Kreis-Wohnraumförderung zieht Bilanz

Kreis-Wohnraumförderung zieht Bilanz

Mehr als 252 Millionen Euro Landesmittel zur Wohnraumförderung hat der Rhein-Kreis Neuss seit 2008 bewilligt. Hiermit konnte die Errichtung von insgesamt 2.316 Wohneinheiten im Kreisgebiet gefördert werden. Diese positive Bilanz zog Landrat Hans-Jürgen Petrauschke jetzt gemeinsam mit Kreis-Baudezernent Karsten Mankowsky und Georg Tadtke, Leiter der Wohnraumförderung des Kreises.
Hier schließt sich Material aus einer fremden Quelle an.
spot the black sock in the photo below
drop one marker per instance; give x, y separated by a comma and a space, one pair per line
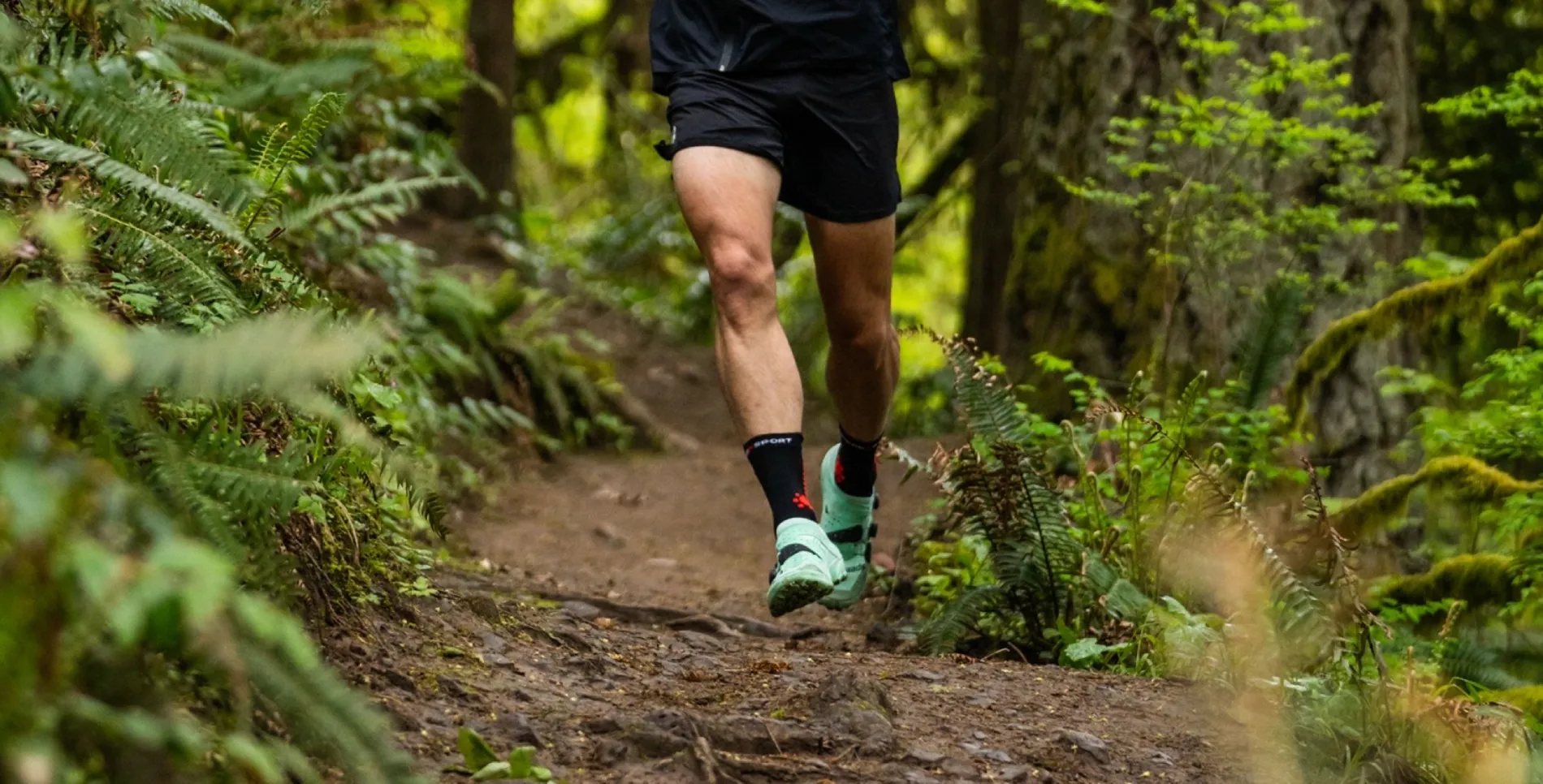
857, 467
778, 460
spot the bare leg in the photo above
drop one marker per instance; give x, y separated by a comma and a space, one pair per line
854, 265
728, 200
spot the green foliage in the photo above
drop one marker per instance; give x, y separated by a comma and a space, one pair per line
1467, 294
1485, 579
104, 522
1253, 179
485, 766
200, 428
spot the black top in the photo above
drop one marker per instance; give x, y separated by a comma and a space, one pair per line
749, 36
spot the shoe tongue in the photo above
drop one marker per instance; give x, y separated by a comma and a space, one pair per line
793, 530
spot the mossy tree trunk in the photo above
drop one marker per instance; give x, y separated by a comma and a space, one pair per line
1049, 272
486, 124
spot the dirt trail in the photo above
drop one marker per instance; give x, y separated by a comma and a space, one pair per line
622, 630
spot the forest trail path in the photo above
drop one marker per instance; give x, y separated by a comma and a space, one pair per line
622, 630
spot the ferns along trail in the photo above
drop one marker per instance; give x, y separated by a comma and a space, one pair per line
360, 416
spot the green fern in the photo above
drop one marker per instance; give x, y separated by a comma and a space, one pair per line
989, 409
101, 166
1270, 342
956, 619
187, 10
274, 167
368, 207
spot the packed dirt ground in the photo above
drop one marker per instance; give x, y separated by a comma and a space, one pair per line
612, 614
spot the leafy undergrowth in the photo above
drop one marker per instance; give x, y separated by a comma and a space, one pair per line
227, 398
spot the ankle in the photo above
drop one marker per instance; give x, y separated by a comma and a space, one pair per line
857, 465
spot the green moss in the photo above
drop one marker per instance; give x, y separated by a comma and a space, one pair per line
1479, 579
1528, 700
1463, 479
1512, 260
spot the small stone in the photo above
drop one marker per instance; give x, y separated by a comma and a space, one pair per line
696, 640
957, 768
926, 756
494, 644
451, 686
397, 679
516, 727
601, 726
1014, 773
608, 534
581, 610
704, 624
1088, 743
610, 751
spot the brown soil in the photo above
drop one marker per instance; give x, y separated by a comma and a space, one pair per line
617, 624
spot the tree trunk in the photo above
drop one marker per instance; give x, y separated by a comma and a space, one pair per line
999, 172
486, 124
1357, 426
1049, 272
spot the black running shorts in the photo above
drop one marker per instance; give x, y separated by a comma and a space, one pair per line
833, 135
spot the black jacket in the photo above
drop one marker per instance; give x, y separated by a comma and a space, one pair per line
767, 36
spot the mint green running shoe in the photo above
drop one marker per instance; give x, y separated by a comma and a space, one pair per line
849, 523
807, 566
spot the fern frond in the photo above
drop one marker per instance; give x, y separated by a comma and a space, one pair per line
1514, 260
275, 166
368, 207
954, 621
144, 128
1469, 662
279, 355
326, 718
1463, 477
431, 506
1270, 342
987, 402
173, 10
101, 166
178, 265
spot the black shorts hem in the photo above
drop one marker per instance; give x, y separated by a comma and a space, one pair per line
846, 217
727, 142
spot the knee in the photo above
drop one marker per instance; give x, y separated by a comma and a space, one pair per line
864, 337
744, 282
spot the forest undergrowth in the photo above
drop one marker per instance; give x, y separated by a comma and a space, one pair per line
231, 403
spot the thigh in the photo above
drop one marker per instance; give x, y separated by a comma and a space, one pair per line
855, 266
725, 152
728, 200
841, 140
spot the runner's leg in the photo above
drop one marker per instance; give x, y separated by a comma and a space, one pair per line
728, 200
854, 265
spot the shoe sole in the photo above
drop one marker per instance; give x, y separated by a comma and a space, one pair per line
795, 593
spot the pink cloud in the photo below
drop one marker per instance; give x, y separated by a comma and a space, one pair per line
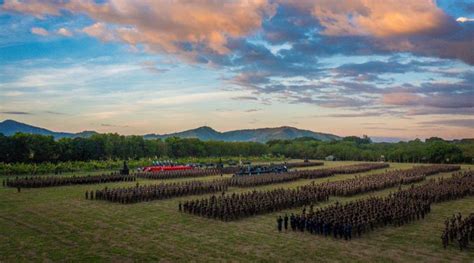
164, 25
401, 98
64, 32
39, 31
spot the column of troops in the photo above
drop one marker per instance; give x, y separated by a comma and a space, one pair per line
132, 195
273, 178
179, 174
127, 195
363, 184
302, 164
458, 229
358, 217
237, 206
346, 169
49, 181
263, 179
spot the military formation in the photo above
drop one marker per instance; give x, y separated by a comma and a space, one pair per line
234, 206
135, 194
363, 184
302, 164
263, 179
346, 169
49, 181
358, 217
458, 229
181, 173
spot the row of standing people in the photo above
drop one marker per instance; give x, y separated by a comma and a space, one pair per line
399, 208
458, 229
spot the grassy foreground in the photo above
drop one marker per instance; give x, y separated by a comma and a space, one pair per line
58, 224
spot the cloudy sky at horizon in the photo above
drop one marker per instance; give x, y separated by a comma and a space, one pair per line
393, 68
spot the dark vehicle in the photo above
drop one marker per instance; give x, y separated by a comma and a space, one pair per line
260, 169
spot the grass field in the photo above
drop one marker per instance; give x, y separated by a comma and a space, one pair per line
58, 224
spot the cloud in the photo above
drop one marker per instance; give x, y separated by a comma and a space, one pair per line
464, 19
39, 31
390, 18
253, 110
16, 113
64, 32
467, 123
401, 99
113, 125
245, 98
37, 8
151, 67
165, 26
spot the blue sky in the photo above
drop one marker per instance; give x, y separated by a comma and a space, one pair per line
383, 68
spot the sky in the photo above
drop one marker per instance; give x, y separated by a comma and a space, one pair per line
392, 68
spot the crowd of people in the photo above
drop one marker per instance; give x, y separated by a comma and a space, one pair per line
302, 164
363, 184
262, 179
182, 173
235, 206
458, 229
48, 181
274, 178
346, 169
358, 217
135, 194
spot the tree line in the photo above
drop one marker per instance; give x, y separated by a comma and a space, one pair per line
32, 148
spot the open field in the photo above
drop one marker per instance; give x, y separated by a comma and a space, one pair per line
58, 224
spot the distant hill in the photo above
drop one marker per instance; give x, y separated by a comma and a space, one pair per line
10, 127
250, 135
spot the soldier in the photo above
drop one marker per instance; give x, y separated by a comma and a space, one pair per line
279, 223
292, 222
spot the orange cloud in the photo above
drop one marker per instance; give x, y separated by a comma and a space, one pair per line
162, 25
376, 18
401, 98
39, 31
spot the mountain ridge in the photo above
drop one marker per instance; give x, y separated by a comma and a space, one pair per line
255, 135
205, 133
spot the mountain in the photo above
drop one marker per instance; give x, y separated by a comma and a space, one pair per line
205, 133
255, 135
10, 127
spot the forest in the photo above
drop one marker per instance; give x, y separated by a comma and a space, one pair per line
30, 148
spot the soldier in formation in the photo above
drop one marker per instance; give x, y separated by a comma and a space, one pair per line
363, 184
237, 206
127, 195
402, 207
458, 229
180, 173
49, 181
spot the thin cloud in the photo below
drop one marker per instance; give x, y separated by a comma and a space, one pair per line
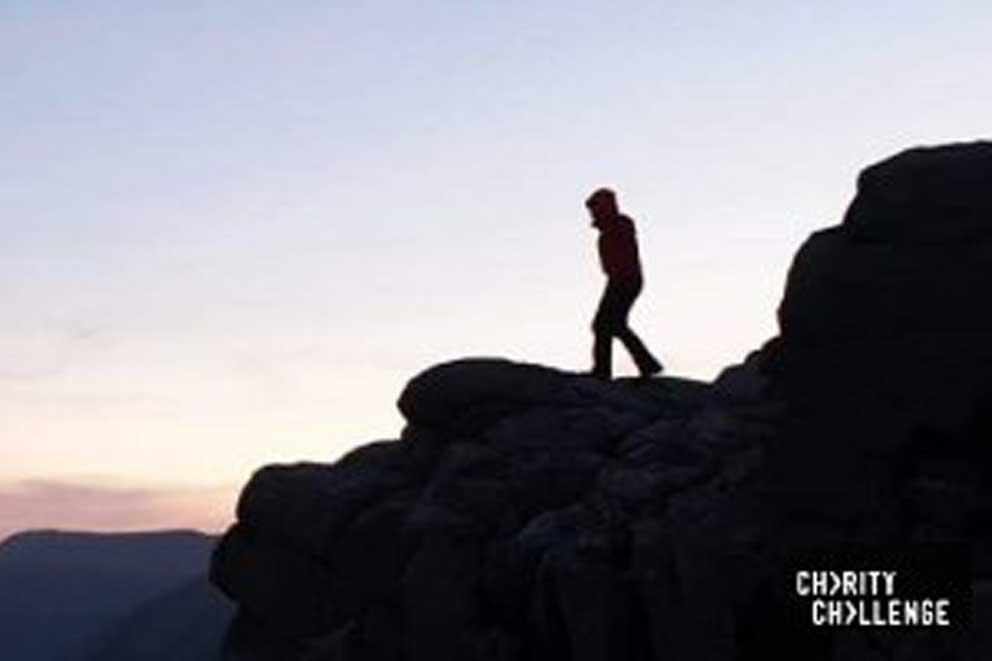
32, 504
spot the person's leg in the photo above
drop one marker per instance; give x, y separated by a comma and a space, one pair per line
646, 363
604, 327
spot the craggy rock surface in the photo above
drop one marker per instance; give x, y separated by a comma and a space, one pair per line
530, 513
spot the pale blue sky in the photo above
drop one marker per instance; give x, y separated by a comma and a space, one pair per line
232, 231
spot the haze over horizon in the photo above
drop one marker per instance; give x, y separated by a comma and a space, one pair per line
233, 233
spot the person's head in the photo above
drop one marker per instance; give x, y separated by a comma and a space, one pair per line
602, 205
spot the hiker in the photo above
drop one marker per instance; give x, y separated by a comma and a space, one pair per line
621, 264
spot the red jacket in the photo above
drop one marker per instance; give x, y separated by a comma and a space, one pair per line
618, 249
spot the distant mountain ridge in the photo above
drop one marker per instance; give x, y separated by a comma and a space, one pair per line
75, 596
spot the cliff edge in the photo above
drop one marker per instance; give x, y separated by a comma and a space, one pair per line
530, 513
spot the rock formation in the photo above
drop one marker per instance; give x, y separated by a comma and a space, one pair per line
531, 513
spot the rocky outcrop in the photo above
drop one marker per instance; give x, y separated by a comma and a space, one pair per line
531, 513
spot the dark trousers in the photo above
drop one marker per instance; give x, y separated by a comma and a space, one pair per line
611, 321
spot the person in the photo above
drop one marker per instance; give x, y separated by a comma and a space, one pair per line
619, 259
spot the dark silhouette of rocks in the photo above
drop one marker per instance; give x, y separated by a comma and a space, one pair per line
531, 513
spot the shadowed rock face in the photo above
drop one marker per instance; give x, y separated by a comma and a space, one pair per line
531, 513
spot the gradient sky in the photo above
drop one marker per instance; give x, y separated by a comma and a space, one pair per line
232, 231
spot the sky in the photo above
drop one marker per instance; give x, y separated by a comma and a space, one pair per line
232, 231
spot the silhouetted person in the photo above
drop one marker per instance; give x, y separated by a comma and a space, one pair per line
622, 266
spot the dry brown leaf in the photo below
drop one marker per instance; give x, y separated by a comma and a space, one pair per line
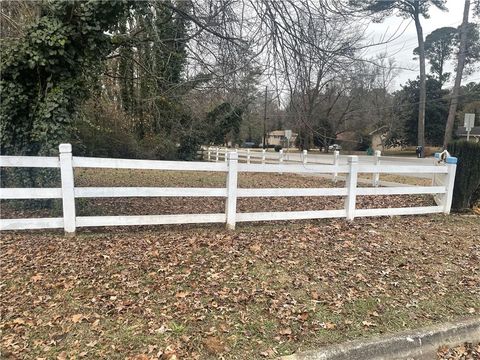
77, 318
36, 277
214, 345
286, 331
182, 294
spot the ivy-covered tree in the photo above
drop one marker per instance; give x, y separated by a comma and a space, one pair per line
48, 72
224, 123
„Das ist eine tolle Leistung unserer Wohnraumförderung. Im landesweiten Vergleich lagen wir im vergangenen Jahr bei der Mietwohnraumförderung auf Platz 2 aller Kreise“, ordnet Landrat Hans-Jürgen Petrauschke die Ergebnisse ein. 2017 hat die Kreisverwaltung 27,865 Millionen Euro für den Bau von sozial geförderten Mietwohnungen bewilligt. Lediglich der Rhein-Sieg-Kreis hat noch mehr Mittel abgerufen. „Hiermit fördern wir die Schaffung von preisgünstigem Wohnraum. Dieses Thema hat für den Kreis einen hohen Stellenwert“, so Petrauschke. Seit dem Jahr 2016 ist das Fördervolumen deutlich gestiegen. 2018 wird der Rhein-Kreis Neuss voraussichtlich Fördermittel in Höhe von über 45 Millionen Euro bewilligen. „Wir konnten in den vergangenen Jahren deutlich mehr Mittel abrufen, als uns zu Jahresbeginn zugeteilt wurden“, berichtet Kreis-Baudezernent Karsten Mankowsky. So kann 2018 insgesamt die Rekordzahl von 336 Wohnungen gefördert werden. „Wir mussten noch keinen Antrag wegen fehlenden Mitteln abweisen. Es stehen ausreichend Mittel für die Förderung von sozial gefördertem Wohnraum im Rhein-Kreis Neuss zur Verfügung“, stellt Mankowsky heraus.
Georg Tadtke, Leiter der Wohnraumförderung des Kreises, erläutert, dass dabei mehr als drei Viertel der Förderung in Mietwohnungen geflossen ist. „In den letzten drei Jahren sind die Förderanträge für den Mietwohnungsbau und die Modernisierung von Wohnungen besonders stark gestiegen. Hier machen sich auch die guten Förderbedingungen bemerkbar“, berichtet Tadtke. Das Bauaufkommen reicht aber noch nicht aus, um den in der vom Kreis gemeinsam mit den Städten und Gemeinden erstellten Wohnungsbedarfsanalyse errechneten Bedarf zu decken. Demnach müssen bis 2030 jährlich 1.439 Wohneinheiten gebaut werden. 2017 wurden im Rhein-Kreis Neuss lediglich 1.116 Baufertigstellungen erfasst. Auch im öffentlich geförderten Segment ist die Bautätigkeit nicht ausreichend. 234 neuen geförderten Wohnungen steht hier ein jährlicher Bedarf von jährlich 343 Wohnungen gegenüber. Petrauschke und Mankowsky werben daher dafür, die Bauintensität zu erhöhen. „Der neue Regionalplan sieht umfangreiche Flächen für Wohnungsbau vor. Diese gilt es nun umzusetzen“, so die beiden Kreisvertreter.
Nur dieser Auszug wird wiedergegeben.